There is current among literary scholars to interpret earlier writers in terms of what their writings telegraph, so to speak, about current preoccupations. This current of scholarship “reads forward.” If we go back to the 18th century, we will of course discover that some writers shared certain modern preoccupations, for instance, concerning colonialism, racism, imperialism, feminism, and so on. But even when we find that an earlier writer was an outspoken opponent of slavery, it usually turns out that the writer came to the subject from a different perspective. For instance, the majority of abolitionists were deeply religious people and did not necessarily share such modern values as equality, a value that has been legally institutionalized in the West. The idea of such civil rights were in nuce back in the 18th century, and codifying them has simply “naturalized” them. That is fine, but in the process we tend to imagine that we are smarter than our forefathers and foremothers.

For myself, I do look for ways in which Goethe telegraphs “modernity,” but whenever I look at portraits (such as those in those in the previous post) of men from the Republic of Letters (and they were for the most part men), from law, religion, philosophy, natural science, and literature, I cannot but feel the difference of the world in which Goethe came of age and wrote his most important works. Still, the late 18th century was an age of transition, from traditional ways of living and organizing life, handed down over generations, to what Goethe himself characterized (in Wilhelm Meisters Wanderjahre) as the “veloziferic” era.

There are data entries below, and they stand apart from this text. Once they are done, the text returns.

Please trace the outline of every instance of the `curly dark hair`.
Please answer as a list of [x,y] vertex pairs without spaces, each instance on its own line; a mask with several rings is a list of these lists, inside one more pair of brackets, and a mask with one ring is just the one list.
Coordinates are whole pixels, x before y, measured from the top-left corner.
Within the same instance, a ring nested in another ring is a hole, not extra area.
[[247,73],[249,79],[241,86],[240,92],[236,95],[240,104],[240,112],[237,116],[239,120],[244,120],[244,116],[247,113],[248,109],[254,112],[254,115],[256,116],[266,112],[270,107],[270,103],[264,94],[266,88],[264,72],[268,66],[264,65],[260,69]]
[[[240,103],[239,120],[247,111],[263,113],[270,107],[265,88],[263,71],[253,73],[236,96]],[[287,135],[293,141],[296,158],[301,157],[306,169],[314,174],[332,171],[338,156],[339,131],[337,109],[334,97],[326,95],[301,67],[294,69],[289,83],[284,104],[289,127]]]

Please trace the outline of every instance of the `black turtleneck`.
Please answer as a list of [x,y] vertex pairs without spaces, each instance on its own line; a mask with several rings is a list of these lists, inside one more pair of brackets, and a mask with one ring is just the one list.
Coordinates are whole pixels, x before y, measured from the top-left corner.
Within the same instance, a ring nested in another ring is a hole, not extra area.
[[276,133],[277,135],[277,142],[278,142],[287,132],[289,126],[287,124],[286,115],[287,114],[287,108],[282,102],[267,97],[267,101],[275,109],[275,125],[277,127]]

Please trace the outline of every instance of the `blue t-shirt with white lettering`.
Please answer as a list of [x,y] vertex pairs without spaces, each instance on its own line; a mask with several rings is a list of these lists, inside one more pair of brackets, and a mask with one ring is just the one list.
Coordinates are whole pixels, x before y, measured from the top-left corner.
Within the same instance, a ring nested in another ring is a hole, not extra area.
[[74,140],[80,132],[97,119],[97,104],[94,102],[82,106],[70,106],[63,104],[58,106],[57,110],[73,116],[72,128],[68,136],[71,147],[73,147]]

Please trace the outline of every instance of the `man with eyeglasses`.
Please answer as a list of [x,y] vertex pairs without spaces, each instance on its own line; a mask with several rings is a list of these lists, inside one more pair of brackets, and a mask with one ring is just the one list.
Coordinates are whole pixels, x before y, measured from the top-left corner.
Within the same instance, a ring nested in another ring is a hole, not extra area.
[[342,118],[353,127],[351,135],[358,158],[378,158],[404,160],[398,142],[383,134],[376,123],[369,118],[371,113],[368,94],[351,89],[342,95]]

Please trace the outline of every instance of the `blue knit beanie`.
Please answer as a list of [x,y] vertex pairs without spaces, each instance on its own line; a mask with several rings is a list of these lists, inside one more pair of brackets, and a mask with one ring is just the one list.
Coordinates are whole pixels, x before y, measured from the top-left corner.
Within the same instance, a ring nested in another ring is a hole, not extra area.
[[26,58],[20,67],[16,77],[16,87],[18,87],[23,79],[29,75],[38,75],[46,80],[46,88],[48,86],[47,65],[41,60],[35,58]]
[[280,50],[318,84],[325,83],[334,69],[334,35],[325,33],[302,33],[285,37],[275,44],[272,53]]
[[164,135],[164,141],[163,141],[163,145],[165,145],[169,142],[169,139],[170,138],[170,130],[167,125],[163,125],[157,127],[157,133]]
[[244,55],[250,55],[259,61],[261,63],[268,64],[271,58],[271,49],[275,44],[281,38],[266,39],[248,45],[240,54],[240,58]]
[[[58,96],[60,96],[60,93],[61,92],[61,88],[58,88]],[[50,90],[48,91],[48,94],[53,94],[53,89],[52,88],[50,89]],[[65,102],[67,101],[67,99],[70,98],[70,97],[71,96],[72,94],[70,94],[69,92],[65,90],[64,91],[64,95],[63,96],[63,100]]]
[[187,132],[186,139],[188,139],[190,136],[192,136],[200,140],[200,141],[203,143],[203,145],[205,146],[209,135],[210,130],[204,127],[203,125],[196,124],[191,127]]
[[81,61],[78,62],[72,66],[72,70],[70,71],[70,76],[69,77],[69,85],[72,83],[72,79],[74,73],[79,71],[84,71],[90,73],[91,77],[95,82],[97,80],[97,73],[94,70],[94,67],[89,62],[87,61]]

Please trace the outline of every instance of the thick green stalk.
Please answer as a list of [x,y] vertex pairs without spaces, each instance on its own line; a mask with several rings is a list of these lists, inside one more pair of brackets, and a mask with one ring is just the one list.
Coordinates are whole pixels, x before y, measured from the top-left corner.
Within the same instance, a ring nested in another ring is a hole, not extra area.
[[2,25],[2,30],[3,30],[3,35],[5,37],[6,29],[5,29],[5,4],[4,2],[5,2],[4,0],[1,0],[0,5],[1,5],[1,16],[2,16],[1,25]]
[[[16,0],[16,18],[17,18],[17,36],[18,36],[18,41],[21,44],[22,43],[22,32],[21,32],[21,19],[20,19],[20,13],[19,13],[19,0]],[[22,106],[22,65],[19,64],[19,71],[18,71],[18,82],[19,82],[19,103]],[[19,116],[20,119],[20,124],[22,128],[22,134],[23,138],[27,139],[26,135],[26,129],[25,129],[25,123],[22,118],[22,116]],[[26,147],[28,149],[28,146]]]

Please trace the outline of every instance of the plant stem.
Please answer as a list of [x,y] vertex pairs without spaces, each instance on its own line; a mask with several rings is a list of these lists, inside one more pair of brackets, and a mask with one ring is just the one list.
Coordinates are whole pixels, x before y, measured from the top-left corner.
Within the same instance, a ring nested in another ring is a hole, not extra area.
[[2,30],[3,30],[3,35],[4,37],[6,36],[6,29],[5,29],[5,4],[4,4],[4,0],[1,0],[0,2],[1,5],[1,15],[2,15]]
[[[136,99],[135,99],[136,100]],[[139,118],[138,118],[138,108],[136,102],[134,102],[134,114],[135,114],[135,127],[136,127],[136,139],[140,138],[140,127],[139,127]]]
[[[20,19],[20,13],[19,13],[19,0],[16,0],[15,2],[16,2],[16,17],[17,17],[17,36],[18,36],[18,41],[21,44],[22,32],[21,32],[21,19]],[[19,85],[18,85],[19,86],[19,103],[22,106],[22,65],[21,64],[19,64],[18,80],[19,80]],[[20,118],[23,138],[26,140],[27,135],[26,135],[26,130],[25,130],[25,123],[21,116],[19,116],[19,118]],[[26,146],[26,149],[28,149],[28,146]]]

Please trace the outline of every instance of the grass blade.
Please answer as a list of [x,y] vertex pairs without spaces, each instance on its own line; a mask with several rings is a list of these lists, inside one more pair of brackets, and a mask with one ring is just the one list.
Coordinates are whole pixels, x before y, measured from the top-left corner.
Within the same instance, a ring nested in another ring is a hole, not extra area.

My desire is to ferret out what Goethe knew from living in the world in which he lived. All the annotations that Strack notes of Goethe’s indebtedness to precursors is simply the way that earlier poets acknowledged their legitimacy within an evolving tradition.  It strikes me that Goethe’s “Ephemerides,” discussed in the previous post, is an early attempt at a commonplace book, in which he would compile matters of intellectual and literary interest.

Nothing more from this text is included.